Apparently arriving not long after human ancestors came out of the trees and started living on the ground. Ardipithecus ramidus means “root of the ground ape,” although the scientists note that this creature is no longer an ape, but rather advanced along the branch from which humans would descend.

A team of more than 47 different scientists from 10 countries have contributed to the project, authoring 11 scientific papers among them.

WoldeGabriel, who works at Los Alamos National Laboratory most of the year, headed the field geology. His ability to interpret the stratigraphic geological markers has enabled the project to pinpoint the timeframe, which he has calculated is within 10,000 to 100,000 years of 4.4 million years ago.

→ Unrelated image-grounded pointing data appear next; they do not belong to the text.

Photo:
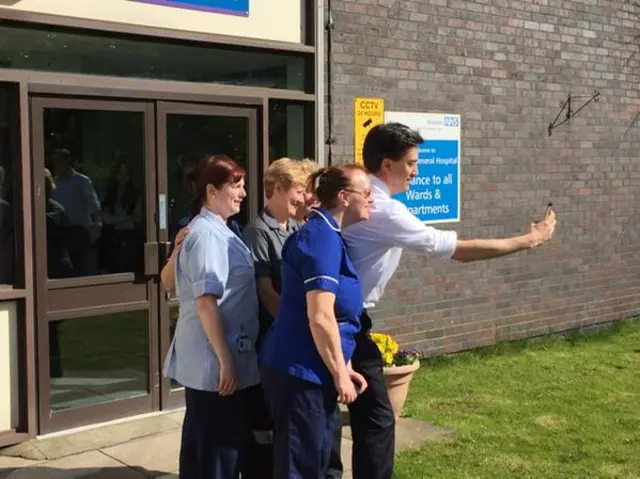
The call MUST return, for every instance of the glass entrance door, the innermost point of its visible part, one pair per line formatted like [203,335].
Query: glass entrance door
[187,133]
[109,195]
[97,259]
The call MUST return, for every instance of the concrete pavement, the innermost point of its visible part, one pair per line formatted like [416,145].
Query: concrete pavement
[142,448]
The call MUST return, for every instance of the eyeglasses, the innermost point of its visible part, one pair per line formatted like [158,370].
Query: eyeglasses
[365,194]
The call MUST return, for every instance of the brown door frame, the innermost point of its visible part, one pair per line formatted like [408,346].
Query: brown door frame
[137,297]
[171,399]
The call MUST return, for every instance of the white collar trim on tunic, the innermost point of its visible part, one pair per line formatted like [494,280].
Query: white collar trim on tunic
[325,219]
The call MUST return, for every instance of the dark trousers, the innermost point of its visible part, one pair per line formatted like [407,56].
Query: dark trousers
[303,425]
[371,416]
[260,451]
[79,242]
[335,460]
[215,435]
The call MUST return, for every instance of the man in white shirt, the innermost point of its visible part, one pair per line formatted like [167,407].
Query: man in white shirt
[390,154]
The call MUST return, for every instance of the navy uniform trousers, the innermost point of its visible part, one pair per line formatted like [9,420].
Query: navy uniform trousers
[371,415]
[215,435]
[304,417]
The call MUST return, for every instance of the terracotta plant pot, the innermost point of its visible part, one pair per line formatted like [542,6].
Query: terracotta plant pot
[398,379]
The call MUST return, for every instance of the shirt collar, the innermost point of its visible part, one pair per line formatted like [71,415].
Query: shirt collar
[378,184]
[211,216]
[327,217]
[272,223]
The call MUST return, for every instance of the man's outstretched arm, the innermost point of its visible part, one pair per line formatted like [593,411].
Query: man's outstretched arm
[479,249]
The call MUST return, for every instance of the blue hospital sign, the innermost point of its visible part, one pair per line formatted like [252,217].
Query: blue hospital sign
[230,7]
[434,196]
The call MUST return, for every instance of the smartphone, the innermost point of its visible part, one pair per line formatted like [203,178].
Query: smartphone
[546,212]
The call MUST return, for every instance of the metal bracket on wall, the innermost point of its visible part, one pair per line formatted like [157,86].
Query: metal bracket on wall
[570,113]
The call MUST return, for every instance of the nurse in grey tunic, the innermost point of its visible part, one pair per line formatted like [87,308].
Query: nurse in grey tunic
[213,352]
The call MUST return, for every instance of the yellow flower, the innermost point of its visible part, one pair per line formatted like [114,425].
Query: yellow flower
[387,346]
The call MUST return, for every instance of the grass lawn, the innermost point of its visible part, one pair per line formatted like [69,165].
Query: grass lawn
[556,408]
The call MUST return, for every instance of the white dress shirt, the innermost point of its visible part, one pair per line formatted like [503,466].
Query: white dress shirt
[375,246]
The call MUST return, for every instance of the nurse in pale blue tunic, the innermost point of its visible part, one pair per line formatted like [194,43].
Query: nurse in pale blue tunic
[213,352]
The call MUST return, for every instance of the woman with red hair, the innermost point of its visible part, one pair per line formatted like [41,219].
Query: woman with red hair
[213,351]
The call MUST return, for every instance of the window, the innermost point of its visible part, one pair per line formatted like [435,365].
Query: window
[290,130]
[8,205]
[73,51]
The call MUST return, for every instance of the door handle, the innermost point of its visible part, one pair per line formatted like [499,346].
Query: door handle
[151,259]
[156,255]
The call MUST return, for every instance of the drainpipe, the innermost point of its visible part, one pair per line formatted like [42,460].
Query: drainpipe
[319,84]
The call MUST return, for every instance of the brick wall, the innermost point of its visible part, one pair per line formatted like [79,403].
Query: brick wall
[507,68]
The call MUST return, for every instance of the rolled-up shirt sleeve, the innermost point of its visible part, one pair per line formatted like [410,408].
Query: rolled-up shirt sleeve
[258,244]
[402,229]
[320,257]
[208,263]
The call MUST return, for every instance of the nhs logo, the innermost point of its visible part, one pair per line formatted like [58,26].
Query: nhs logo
[451,121]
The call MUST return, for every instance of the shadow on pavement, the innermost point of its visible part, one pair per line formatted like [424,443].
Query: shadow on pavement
[48,472]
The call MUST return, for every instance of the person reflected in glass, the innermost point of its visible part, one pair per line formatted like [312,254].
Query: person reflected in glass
[58,262]
[75,192]
[213,352]
[306,356]
[122,232]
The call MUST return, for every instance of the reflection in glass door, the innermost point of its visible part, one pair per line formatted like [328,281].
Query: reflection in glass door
[186,133]
[95,231]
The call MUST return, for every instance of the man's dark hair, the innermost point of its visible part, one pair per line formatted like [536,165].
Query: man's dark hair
[389,140]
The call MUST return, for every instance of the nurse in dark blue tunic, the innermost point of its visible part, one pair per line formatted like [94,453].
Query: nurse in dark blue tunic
[306,355]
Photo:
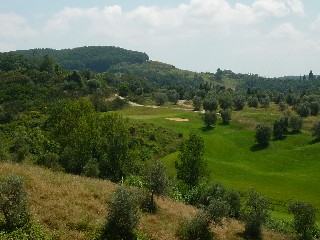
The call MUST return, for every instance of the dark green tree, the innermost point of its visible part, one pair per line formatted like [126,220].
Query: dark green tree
[191,165]
[226,116]
[156,181]
[295,123]
[160,98]
[278,130]
[210,118]
[210,104]
[122,218]
[263,134]
[256,213]
[13,202]
[197,103]
[253,102]
[316,130]
[304,219]
[196,228]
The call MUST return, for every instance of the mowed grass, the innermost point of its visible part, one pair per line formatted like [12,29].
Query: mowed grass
[286,171]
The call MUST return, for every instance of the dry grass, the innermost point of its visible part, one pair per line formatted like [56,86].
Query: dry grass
[69,206]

“Ardi,” as she is called, was a large female of her kind, unlike the well-known ancestral human, Lucy, who was small for her time and younger than “Ardi” by 1.2 million years.

“It’s a closely related jigsaw puzzle,” WoldeGabriel said. “That’s why it’s so special, compared with anything before.”

With such a variety of evidence from a very narrow time period, the scientists believe they can clearly describe the people and their environment, including not only the hominids, but a whole range of other animals from large vertebrates like elephants, monkeys and hyenas; to small vertebrates like snails, as well as birds, plants and seeds.

Why this discovery has caused such a sensation, WoldeGabriel believes, is because this creature is the closest scientists have found to the “last common ancestor” between man and chimpanzees.

Paleontologists, who study the ancient past, have rejected the term “missing link” in favor of the more accurate term, “last common ancestor,” because individual fossils can hardly be links, when they represent only a sliver of a the population of a species at a particular time.

“We don’t know when the split happened,” WoldeGabriel said, “but at least there is so much evidence here that people can talk about what the common ancestor was.”

During a recent taping with Paula Zahn of CBS, WoldeGabriel said he was asked if we were going to find the common ancestor during our lifetime.

“I told her that is our goal,” he said. “We have the geology and we’ll keep on looking.”

The scientists believe any remains from that creature will be more than 6 million years old, because they have some evidence from 5.8 million years of a hominid that has already evolved along the human line.

“So a geologic package that’s between 6 and 10 million years old is my target,” he said. “Anything we find is going to be related to one of these animals, so we can say how far it has evolved within that time period.”

Another driver for the interest in “Ardi” is the coincidence this year, with the 200th birthday of Charles Darwin, the father of the concept of “common ancestors,” and the 150th anniversary of the publication of his book, “The Origin of Species.”

A Gallup Poll conducted for Darwin’s birthday earlier this year found that only 39 percent of Americans believe in evolution.